Roon (including ROCK) and Qobuz are not designed to operate in restricted or whitelisted networks. Both services rely heavily on dynamic cloud infrastructure and CDNs, so static IP allow-listing is not supported and will not work reliably. Only domain (FQDN) based allow-listing is possible.
That said, below is the best-effort list of domains and ports that must be allowed outbound from ROCK for Roon and Qobuz to function. Please note this list is not guaranteed to be complete and may change without notice.
Even with all of the above allowed, enterprise firewalls (like Check Point) that perform TLS inspection, packet filtering, or aggressive connection tracking can still break Roon and Qobuz, because:
endpoints are dynamic
certificates are pinned
connections are long-lived
and traffic is optimized for consumer internet models, not corporate networks
If ROCK is behind a restricted or inspected firewall, intermittent or partial failures are expected.
If you need Roon to work in a locked-down environment, the only supported approach is:
allow unrestricted outbound HTTPS
or place ROCK in a less restricted network segment
Another consideration is how a blanket whitelist approach might compromise the intended function of your enterprise security switch.
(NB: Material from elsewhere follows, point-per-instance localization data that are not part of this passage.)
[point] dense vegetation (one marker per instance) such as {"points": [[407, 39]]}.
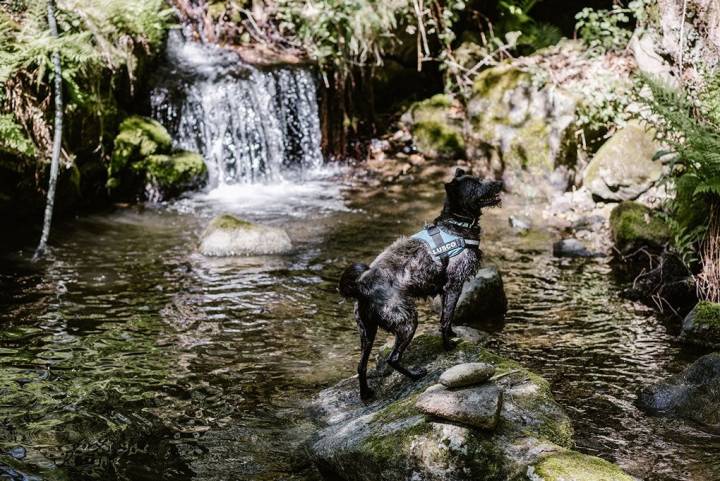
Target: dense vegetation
{"points": [[364, 50], [103, 47]]}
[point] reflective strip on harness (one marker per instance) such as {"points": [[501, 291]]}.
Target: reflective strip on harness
{"points": [[443, 244]]}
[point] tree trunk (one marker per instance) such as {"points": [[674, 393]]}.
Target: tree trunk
{"points": [[708, 281], [57, 139]]}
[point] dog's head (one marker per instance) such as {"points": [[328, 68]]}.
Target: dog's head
{"points": [[468, 195]]}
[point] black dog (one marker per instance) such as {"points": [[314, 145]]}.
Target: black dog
{"points": [[435, 261]]}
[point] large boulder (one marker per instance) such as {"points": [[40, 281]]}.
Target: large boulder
{"points": [[482, 299], [391, 438], [143, 163], [226, 235], [572, 466], [477, 406], [436, 126], [702, 325], [693, 394], [623, 168], [635, 226], [522, 129]]}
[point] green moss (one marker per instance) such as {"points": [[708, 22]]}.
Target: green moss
{"points": [[393, 445], [142, 156], [439, 101], [530, 147], [398, 410], [634, 225], [13, 139], [570, 465], [138, 137], [485, 458], [438, 140], [228, 222], [493, 82], [182, 169], [707, 314]]}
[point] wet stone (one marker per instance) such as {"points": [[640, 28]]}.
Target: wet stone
{"points": [[478, 407], [467, 374], [571, 248]]}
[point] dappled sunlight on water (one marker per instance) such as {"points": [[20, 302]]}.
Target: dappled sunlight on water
{"points": [[128, 355]]}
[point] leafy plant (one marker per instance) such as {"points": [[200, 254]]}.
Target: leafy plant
{"points": [[98, 41], [689, 128], [604, 30], [533, 35]]}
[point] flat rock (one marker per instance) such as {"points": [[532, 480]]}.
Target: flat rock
{"points": [[623, 168], [389, 438], [571, 248], [482, 299], [693, 394], [467, 374], [227, 235], [702, 325], [478, 407]]}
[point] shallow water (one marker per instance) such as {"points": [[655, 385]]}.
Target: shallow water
{"points": [[126, 355]]}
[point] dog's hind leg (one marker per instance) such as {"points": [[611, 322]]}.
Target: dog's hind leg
{"points": [[449, 302], [403, 336], [367, 329]]}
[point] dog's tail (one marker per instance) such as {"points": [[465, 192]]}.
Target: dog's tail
{"points": [[349, 280]]}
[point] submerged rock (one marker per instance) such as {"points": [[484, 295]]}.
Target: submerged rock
{"points": [[693, 394], [635, 226], [467, 374], [519, 225], [392, 438], [571, 248], [702, 325], [227, 235], [478, 406], [623, 168], [482, 299]]}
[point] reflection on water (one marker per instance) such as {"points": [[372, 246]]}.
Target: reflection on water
{"points": [[126, 355]]}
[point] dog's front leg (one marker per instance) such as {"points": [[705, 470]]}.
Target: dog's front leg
{"points": [[451, 294]]}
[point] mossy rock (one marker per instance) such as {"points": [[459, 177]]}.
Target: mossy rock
{"points": [[692, 394], [173, 174], [438, 140], [390, 438], [436, 127], [623, 167], [634, 226], [138, 137], [702, 325], [573, 466], [522, 129], [143, 163]]}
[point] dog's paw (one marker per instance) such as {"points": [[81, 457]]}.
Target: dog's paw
{"points": [[418, 373], [367, 394]]}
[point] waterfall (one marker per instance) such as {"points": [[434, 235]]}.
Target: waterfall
{"points": [[249, 124]]}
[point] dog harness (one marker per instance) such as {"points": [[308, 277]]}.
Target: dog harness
{"points": [[444, 244]]}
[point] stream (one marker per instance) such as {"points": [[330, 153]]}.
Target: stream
{"points": [[127, 355]]}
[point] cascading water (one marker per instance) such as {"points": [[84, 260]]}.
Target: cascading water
{"points": [[250, 125]]}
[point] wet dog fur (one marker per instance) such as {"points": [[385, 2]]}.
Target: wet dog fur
{"points": [[386, 290]]}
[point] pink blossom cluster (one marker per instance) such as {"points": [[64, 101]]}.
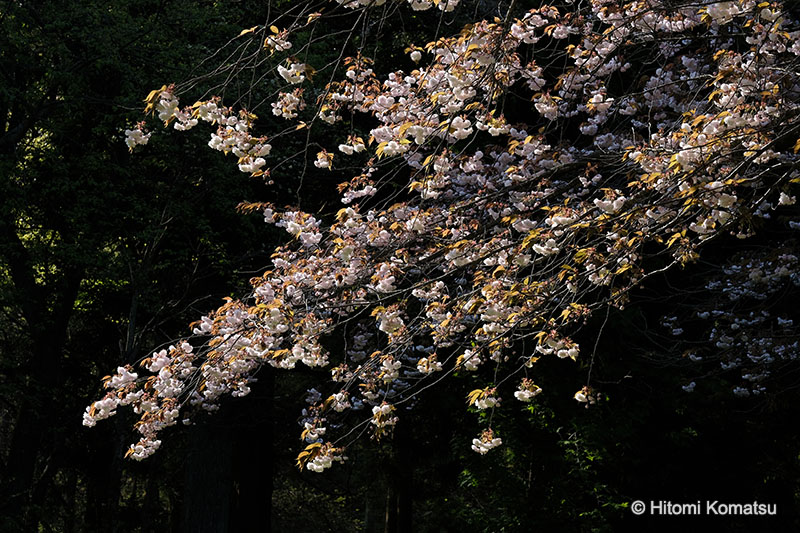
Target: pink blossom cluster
{"points": [[511, 232]]}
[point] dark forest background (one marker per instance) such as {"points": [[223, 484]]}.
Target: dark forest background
{"points": [[107, 255]]}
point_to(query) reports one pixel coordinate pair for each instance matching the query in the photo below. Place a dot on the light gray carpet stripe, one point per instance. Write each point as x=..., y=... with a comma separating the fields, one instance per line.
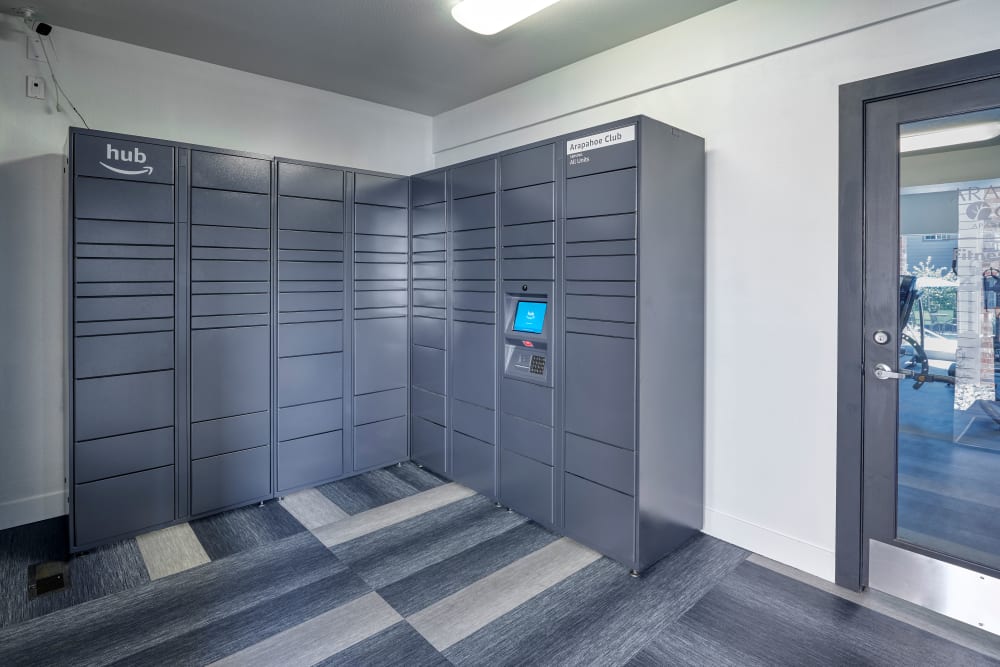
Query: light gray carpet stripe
x=600, y=615
x=171, y=550
x=459, y=615
x=321, y=637
x=387, y=515
x=388, y=555
x=312, y=508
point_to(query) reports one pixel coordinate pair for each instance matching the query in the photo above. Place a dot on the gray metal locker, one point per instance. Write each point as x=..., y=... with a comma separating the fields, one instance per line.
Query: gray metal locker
x=472, y=333
x=528, y=236
x=600, y=399
x=380, y=316
x=231, y=313
x=633, y=284
x=123, y=362
x=231, y=335
x=429, y=323
x=312, y=243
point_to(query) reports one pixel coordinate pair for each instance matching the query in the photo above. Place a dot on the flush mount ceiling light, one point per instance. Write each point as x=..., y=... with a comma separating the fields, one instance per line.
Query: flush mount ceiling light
x=488, y=17
x=965, y=134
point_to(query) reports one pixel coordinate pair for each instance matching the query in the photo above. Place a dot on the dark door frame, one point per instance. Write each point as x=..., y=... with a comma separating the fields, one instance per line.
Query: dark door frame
x=854, y=97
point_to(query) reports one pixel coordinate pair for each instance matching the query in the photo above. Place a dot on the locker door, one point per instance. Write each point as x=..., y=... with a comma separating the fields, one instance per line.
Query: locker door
x=380, y=309
x=124, y=367
x=230, y=354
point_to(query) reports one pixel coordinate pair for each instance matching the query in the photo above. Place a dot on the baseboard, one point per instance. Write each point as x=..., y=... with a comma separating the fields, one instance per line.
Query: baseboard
x=791, y=551
x=29, y=510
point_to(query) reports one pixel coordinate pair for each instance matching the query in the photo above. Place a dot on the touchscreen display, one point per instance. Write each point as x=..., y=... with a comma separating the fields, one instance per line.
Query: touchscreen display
x=529, y=316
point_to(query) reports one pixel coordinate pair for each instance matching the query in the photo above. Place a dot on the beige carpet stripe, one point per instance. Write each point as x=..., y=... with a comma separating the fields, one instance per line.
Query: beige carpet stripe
x=312, y=509
x=171, y=550
x=321, y=637
x=462, y=613
x=378, y=518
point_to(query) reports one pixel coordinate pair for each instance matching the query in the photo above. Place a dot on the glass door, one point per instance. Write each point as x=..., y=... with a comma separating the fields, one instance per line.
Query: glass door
x=932, y=356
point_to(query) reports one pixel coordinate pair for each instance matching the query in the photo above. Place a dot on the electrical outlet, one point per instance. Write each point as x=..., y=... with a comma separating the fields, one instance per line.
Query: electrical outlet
x=35, y=51
x=36, y=87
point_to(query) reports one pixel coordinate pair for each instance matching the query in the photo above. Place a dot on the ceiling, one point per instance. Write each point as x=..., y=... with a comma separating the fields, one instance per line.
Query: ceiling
x=405, y=53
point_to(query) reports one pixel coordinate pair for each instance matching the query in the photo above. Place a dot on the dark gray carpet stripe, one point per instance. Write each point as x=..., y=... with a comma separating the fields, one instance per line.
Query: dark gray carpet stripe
x=419, y=478
x=357, y=494
x=103, y=571
x=758, y=617
x=600, y=615
x=245, y=528
x=248, y=627
x=399, y=645
x=398, y=551
x=438, y=581
x=117, y=626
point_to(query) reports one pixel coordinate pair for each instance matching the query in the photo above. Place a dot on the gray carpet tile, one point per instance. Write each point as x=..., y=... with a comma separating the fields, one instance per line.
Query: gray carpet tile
x=373, y=489
x=435, y=582
x=399, y=551
x=419, y=478
x=117, y=626
x=253, y=624
x=600, y=615
x=398, y=645
x=102, y=571
x=759, y=617
x=458, y=616
x=386, y=516
x=320, y=637
x=245, y=528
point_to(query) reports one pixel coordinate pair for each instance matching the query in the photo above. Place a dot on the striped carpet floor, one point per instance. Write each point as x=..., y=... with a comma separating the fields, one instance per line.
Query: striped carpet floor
x=398, y=567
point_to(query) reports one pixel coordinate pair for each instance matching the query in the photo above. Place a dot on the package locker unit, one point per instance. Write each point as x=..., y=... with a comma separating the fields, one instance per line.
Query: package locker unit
x=600, y=420
x=211, y=319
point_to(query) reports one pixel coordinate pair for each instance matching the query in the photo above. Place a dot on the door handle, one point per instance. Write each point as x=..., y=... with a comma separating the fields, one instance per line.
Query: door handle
x=885, y=372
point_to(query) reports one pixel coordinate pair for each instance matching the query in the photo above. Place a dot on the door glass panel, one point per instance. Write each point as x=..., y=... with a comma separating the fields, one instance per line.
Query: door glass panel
x=948, y=463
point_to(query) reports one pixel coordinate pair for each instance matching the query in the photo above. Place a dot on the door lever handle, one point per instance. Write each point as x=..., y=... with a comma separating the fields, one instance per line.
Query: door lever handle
x=885, y=372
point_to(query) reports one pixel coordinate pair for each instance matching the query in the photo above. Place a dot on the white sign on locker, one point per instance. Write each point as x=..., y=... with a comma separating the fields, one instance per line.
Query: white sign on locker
x=618, y=135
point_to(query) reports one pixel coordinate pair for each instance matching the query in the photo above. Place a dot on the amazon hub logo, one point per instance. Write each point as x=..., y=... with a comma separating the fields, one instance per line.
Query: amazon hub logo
x=134, y=156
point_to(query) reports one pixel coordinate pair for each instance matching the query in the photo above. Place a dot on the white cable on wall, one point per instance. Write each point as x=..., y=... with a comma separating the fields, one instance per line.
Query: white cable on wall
x=58, y=87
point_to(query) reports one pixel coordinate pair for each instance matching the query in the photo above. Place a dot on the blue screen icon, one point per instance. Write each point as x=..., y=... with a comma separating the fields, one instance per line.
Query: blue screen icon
x=530, y=316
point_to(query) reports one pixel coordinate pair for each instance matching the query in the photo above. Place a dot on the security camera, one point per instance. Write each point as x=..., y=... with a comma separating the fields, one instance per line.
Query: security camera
x=28, y=14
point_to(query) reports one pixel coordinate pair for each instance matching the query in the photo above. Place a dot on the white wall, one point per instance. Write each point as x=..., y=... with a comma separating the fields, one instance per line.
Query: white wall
x=759, y=80
x=124, y=88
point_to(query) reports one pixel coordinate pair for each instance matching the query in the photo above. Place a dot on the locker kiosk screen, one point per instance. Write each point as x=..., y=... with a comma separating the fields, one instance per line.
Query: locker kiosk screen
x=530, y=316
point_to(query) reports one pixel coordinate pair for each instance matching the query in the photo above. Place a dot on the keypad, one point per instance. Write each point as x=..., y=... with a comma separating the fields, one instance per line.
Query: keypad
x=537, y=364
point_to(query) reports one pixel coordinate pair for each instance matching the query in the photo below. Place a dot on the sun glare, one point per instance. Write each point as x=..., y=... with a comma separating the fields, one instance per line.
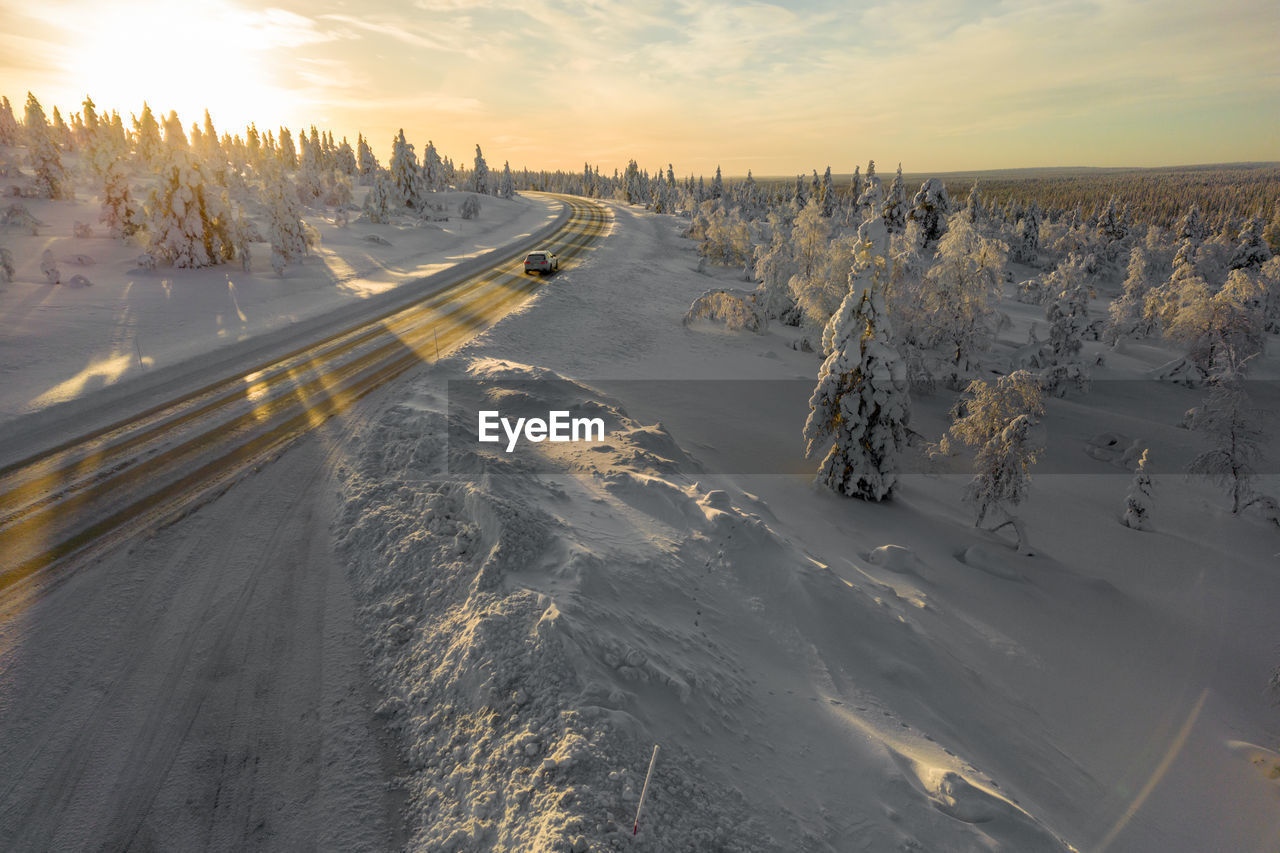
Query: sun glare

The Check Point 1535 is designed for fine-grained traffic control like application inspection, URL filtering, port-based policies, and threat prevention. If you over-whitelist, you’re effectively widening the attack surface and risk exposing your network to the exact brute force and malware attacks that Check Point’s security features are designed to prevent.
If this switch firmware supports Application Control and/or Identity Awareness, we recommend you use these features to allow Roon traffic based on its application signature or the authenticated user/device, rather than by URL/IP ranges.
Hopefully, this helps. We’ll keep this thread open for a few more days in case you have further questions.
Perhaps the following is “to deep” or “to much detail” but I’ll add a “ROCK allow all” rule at the top of my rule base and analyze the results using FW MONITOR (Check Point implementation of TCPDUMP) and WIRESHARK. Afterwards I’ll be able to a more “fine grained” aproach.